It’s hard to tell at this stage. Abstergo certainly appear to be the antagonists, with the Assassins and Templar war ripping underneath the history we know, but given how much the Pieces of Eden tip the franchise toward science-fiction, might Kurzel roll back on these elements in order to sell the concept to a wider audience? Few clues to this exist in the other announced main players; Cotillard appears to be playing Sophia Rikkin, presumably Alan Rikkin’s daughter, positioning her possibly as an antagonistic love interest in the present who may help Callum, while Gleeson is reputedly playing Callum’s father. Will they also appear in dual roles in the 15th century?
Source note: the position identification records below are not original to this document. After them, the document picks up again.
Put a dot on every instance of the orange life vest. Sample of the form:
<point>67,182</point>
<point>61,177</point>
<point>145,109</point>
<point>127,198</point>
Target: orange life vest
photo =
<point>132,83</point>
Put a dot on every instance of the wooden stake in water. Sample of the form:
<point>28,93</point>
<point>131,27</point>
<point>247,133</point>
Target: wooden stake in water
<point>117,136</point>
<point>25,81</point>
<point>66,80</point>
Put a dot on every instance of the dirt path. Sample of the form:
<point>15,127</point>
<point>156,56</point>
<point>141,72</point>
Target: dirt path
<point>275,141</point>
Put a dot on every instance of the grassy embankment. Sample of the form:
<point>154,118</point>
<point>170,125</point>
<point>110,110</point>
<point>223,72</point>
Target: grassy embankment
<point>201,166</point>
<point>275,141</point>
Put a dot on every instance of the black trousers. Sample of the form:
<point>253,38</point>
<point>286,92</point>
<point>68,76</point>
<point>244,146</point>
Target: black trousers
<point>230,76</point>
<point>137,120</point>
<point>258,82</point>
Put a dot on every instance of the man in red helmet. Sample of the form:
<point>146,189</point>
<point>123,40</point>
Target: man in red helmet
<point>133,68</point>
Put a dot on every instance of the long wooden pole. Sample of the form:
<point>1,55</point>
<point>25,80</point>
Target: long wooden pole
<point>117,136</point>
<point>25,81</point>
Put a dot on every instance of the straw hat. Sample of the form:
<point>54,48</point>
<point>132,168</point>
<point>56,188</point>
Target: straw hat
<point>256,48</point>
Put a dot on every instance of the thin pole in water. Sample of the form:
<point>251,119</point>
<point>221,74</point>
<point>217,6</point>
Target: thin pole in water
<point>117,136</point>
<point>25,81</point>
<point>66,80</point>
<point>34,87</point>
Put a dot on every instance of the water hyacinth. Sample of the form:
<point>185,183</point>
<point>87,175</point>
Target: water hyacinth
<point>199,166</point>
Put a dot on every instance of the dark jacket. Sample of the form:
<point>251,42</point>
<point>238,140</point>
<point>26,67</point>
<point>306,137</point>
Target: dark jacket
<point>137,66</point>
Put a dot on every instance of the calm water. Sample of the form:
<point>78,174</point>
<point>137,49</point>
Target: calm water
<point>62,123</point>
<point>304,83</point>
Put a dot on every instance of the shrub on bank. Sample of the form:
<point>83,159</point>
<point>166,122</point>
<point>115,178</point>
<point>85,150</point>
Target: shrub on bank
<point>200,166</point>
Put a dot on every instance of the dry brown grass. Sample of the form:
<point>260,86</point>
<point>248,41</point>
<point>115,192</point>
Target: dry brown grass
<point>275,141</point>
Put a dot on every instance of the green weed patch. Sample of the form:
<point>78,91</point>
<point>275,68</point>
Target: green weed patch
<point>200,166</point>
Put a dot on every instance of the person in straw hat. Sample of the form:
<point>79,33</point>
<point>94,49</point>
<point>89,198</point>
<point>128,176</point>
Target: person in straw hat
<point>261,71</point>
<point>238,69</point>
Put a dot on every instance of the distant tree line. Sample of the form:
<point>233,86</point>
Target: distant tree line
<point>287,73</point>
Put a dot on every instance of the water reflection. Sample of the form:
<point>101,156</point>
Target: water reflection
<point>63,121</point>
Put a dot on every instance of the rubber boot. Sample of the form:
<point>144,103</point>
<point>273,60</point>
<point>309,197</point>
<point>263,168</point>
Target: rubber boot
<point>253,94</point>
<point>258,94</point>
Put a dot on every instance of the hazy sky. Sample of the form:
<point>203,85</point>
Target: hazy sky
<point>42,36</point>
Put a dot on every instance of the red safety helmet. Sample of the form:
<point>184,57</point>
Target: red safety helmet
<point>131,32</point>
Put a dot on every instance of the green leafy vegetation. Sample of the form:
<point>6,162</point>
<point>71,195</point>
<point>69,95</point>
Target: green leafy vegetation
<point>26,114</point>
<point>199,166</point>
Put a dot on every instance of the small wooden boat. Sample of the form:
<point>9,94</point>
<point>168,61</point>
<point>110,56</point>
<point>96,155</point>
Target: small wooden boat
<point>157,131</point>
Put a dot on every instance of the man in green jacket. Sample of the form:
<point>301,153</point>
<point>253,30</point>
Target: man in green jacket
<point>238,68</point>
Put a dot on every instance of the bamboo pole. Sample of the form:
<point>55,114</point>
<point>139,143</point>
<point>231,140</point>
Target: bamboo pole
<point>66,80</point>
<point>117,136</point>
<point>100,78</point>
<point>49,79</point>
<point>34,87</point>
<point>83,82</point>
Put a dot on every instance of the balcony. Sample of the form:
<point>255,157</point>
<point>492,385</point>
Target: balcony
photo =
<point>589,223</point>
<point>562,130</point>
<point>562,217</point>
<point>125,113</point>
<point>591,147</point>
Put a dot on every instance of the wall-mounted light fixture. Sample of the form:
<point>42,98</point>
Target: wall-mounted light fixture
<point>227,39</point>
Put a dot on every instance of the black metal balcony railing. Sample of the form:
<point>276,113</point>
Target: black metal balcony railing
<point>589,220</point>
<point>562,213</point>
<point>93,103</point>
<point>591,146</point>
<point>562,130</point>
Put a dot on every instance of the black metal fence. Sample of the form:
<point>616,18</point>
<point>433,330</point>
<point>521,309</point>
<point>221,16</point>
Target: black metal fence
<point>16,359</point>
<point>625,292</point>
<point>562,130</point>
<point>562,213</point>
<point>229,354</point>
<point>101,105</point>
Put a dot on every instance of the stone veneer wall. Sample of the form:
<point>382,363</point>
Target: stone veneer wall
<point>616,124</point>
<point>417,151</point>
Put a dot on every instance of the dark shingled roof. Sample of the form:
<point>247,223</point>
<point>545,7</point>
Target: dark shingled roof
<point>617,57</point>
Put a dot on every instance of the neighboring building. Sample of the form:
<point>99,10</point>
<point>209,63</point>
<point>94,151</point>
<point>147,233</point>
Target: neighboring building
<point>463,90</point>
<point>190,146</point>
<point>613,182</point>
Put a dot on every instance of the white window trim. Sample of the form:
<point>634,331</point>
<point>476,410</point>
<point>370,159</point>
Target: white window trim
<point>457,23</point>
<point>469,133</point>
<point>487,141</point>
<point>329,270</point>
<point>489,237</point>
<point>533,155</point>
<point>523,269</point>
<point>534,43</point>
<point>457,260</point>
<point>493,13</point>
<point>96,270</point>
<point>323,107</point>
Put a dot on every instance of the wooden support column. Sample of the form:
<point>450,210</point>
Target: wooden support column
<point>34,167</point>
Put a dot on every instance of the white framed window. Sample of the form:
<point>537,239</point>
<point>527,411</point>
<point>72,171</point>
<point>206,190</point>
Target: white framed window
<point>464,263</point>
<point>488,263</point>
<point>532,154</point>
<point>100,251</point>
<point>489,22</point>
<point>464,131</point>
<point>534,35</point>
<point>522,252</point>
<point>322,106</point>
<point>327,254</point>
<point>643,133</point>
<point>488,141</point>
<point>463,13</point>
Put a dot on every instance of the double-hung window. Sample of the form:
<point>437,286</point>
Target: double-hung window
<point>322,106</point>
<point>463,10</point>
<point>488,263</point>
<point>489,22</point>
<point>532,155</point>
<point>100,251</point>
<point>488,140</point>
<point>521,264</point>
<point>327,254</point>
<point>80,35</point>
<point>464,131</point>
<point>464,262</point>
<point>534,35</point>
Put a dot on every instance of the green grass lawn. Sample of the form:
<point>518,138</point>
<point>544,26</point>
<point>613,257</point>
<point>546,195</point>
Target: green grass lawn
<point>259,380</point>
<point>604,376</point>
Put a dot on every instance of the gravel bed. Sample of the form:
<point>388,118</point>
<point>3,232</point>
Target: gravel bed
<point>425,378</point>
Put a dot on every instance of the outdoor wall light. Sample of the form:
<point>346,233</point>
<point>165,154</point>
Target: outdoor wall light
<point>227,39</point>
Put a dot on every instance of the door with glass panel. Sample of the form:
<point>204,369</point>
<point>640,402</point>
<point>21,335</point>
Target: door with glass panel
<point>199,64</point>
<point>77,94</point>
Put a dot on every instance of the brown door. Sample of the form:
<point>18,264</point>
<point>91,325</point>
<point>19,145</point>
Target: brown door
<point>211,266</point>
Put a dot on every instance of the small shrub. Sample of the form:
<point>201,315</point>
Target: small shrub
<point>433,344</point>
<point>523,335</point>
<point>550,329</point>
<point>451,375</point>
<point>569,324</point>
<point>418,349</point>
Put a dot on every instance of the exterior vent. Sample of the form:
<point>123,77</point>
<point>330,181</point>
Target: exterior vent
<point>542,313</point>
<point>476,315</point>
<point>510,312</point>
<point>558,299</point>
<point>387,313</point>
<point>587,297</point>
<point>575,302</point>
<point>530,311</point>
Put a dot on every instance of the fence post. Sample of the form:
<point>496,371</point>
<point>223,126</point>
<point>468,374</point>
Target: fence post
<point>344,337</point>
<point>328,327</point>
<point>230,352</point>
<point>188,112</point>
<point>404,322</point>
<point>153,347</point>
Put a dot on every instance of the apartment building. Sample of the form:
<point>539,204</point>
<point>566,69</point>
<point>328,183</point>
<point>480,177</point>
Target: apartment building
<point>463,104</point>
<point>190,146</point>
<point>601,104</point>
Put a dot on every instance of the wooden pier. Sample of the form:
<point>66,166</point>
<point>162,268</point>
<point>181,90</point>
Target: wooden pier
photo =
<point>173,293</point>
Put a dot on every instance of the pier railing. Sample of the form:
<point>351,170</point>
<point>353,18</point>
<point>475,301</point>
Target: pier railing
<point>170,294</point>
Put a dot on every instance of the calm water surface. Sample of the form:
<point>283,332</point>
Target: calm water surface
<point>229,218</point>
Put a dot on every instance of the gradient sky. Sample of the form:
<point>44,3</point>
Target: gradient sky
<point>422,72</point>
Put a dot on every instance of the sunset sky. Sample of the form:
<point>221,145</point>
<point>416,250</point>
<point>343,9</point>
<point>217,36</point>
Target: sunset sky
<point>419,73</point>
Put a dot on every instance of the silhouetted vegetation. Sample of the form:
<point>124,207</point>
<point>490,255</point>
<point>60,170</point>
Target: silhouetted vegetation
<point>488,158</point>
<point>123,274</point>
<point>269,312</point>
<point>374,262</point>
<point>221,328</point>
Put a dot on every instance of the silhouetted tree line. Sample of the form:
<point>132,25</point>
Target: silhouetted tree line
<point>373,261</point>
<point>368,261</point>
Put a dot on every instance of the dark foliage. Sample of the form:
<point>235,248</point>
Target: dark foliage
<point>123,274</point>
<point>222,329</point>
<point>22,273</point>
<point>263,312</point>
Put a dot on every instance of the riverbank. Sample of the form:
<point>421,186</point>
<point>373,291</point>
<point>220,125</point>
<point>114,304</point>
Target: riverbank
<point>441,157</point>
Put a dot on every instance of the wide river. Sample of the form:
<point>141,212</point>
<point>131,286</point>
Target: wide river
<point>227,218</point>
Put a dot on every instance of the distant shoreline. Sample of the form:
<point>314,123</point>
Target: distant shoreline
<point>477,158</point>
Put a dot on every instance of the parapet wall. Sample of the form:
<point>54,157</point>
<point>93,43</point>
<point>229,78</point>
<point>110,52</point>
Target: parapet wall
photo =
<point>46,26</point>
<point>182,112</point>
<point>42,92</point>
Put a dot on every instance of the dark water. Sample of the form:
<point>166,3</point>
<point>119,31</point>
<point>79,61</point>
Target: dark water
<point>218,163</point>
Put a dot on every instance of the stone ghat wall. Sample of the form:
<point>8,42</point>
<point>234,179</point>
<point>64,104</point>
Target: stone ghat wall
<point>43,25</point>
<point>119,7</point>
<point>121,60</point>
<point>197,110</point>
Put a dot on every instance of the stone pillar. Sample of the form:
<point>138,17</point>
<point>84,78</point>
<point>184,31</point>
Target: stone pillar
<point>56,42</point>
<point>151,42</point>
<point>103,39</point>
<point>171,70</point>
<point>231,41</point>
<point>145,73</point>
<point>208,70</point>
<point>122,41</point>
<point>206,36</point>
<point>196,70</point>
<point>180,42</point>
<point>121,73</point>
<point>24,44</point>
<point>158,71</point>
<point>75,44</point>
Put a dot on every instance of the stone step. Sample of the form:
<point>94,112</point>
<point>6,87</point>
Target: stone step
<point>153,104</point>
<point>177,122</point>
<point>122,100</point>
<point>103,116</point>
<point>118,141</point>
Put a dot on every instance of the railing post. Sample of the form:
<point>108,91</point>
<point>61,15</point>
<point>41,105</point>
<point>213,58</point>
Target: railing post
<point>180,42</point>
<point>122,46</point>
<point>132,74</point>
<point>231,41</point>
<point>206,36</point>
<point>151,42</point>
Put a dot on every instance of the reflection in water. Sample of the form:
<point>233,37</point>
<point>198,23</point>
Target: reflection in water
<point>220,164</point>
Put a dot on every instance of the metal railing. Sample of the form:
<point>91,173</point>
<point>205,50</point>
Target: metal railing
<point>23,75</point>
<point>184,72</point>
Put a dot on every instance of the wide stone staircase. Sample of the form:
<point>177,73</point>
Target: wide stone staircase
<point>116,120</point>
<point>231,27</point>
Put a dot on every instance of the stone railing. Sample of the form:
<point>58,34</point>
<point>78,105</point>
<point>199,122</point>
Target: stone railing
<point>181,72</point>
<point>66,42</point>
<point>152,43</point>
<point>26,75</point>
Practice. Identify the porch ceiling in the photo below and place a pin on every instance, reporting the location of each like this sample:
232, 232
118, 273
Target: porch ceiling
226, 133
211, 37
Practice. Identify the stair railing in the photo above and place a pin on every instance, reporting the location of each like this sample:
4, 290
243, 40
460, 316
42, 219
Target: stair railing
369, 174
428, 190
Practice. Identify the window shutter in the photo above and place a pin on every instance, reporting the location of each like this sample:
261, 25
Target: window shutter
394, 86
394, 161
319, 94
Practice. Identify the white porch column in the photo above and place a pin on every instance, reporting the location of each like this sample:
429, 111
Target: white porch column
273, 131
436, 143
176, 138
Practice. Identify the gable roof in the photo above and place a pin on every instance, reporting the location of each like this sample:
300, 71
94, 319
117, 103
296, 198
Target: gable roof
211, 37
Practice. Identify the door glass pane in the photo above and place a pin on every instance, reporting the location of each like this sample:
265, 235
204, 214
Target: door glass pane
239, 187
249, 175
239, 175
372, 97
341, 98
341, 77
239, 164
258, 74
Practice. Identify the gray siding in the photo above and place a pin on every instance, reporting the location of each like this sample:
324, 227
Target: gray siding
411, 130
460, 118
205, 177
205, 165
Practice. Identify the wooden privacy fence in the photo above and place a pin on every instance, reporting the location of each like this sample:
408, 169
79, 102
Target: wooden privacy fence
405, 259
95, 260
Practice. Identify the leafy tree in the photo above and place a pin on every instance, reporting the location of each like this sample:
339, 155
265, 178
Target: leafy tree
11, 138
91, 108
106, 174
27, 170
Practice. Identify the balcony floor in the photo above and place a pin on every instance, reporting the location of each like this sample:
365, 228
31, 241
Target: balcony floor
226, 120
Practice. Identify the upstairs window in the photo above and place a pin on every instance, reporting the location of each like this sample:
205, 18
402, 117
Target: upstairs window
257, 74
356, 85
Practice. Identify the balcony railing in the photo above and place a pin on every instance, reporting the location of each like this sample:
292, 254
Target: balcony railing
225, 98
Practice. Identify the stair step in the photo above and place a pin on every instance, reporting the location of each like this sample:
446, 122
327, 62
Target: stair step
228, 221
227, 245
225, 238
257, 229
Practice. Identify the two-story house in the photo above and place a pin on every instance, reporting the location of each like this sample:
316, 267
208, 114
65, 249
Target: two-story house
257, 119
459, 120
It’s possible, and they may end up being key to whatever mythology Kurzel’s film does introduce.
An interesting point to note too is that the Assassin’s Creed movie has been confirmed to exist within the same universe as the other media, the video games and comics etc… which technically means Desmond Miles or Warren Vidic or Altair and Ezio exist within the fabric of the world they’re creating, and that’s quite a fascinating step to take. On the one hand it could mean Kurzel & Fassbender must fit within an established mythology millions of movie goers may not be aware of, but given all the significant changes the film is employing in terms of setting and character, it may well be the factor that quells the ire of fans worried they’re not getting a straight adaptation of the games they love.
In any case, if Kurzel manages to convey a compelling story that brings the war of the Assassins and Templars to a huge new audience, and Fassbender does a fair few stealth kills, Eagle vision ‘blends’ and tower jumps into hay bales, we may yet get a definitive Assassin’s Creed movie and the first truly great video game adaptation in one package.